Sepehrdoust, H., Tartar, M., et Davarikish, R. (2021). La productivité scientifique stimule-t-elle les exportations de technologie intensifiée dans les économies en développement. Journal of Knowledge Economy, 12, 2111–2135.
Xifré, R. (2014). Quatre ans de réformes économiques en Espagne : une analyse des résultats du point de vue de l’UE. Cuadernos de Información Económica, 242, 49-57.
Xifré, R. (2018). Investissement en R&D et innovation après la crise : secteur public et secteur privé. Cuadernos de Información económica, 265, 13-24.
Xifré, R. (2020). Les exportations espagnoles de haute technologie. Cuadernos de Información Económica, 278, pp. 69-75.
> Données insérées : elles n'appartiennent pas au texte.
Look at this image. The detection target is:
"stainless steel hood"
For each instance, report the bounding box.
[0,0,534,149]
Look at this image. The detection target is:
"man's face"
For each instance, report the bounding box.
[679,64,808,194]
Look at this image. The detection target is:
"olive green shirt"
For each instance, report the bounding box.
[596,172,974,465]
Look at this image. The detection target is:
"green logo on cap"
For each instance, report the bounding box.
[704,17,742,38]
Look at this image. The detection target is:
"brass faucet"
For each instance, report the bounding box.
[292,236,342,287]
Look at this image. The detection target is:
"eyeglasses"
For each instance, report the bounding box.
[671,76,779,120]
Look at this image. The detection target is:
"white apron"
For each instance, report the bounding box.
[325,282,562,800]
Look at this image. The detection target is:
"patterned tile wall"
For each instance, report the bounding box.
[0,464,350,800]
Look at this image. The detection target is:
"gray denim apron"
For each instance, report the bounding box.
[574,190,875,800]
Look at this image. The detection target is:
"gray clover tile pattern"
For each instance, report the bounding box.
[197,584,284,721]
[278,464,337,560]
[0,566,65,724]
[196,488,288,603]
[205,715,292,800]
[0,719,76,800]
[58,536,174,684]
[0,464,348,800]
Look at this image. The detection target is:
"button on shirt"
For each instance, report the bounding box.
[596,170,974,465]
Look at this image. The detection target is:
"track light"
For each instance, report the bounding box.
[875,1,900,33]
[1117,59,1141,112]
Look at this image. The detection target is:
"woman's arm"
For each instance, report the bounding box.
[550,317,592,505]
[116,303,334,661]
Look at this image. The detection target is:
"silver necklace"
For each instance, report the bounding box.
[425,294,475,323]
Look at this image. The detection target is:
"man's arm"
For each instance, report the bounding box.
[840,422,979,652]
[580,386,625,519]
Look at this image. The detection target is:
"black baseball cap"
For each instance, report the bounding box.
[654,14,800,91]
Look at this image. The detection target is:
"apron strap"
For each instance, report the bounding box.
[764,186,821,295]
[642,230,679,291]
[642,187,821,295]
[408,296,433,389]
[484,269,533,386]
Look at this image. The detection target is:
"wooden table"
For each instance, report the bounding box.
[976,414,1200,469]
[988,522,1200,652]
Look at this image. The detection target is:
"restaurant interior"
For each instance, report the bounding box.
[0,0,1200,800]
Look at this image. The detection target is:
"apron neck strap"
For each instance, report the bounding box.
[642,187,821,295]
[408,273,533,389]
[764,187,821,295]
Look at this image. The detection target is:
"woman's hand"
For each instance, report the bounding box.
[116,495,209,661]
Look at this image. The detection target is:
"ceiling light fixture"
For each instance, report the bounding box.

Xifré. R. (2023). Politique industrielle dans l’UE et en Espagne : débats récents. Cuadernos de Información económica, 295, 41-48.
Ma Vision
Dans un monde où la technologie évolue à un rythme effréné, il est impératif que l’Espagne développe une approche proactive pour son secteur technologique. Le rapport constatant un déficit croissant dans les exportations de haute technologie souligne la nécessité d’une réforme systémique. Investir non seulement dans l’innovation, mais aussi dans l’éducation et la formation, pourrait aider à réduire cette dépendance extrême vis-à-vis de l’extérieur. À travers l’établissement de clusters efficaces regroupant acteurs académiques, industriels et gouvernementaux, l’Espagne pourrait non seulement renforcer sa compétitivité, mais également façonner son propre chemin vers une économie durable et technologique, évitant ainsi de devenir simplement un consommateur des avancées technologiques d’autres nations.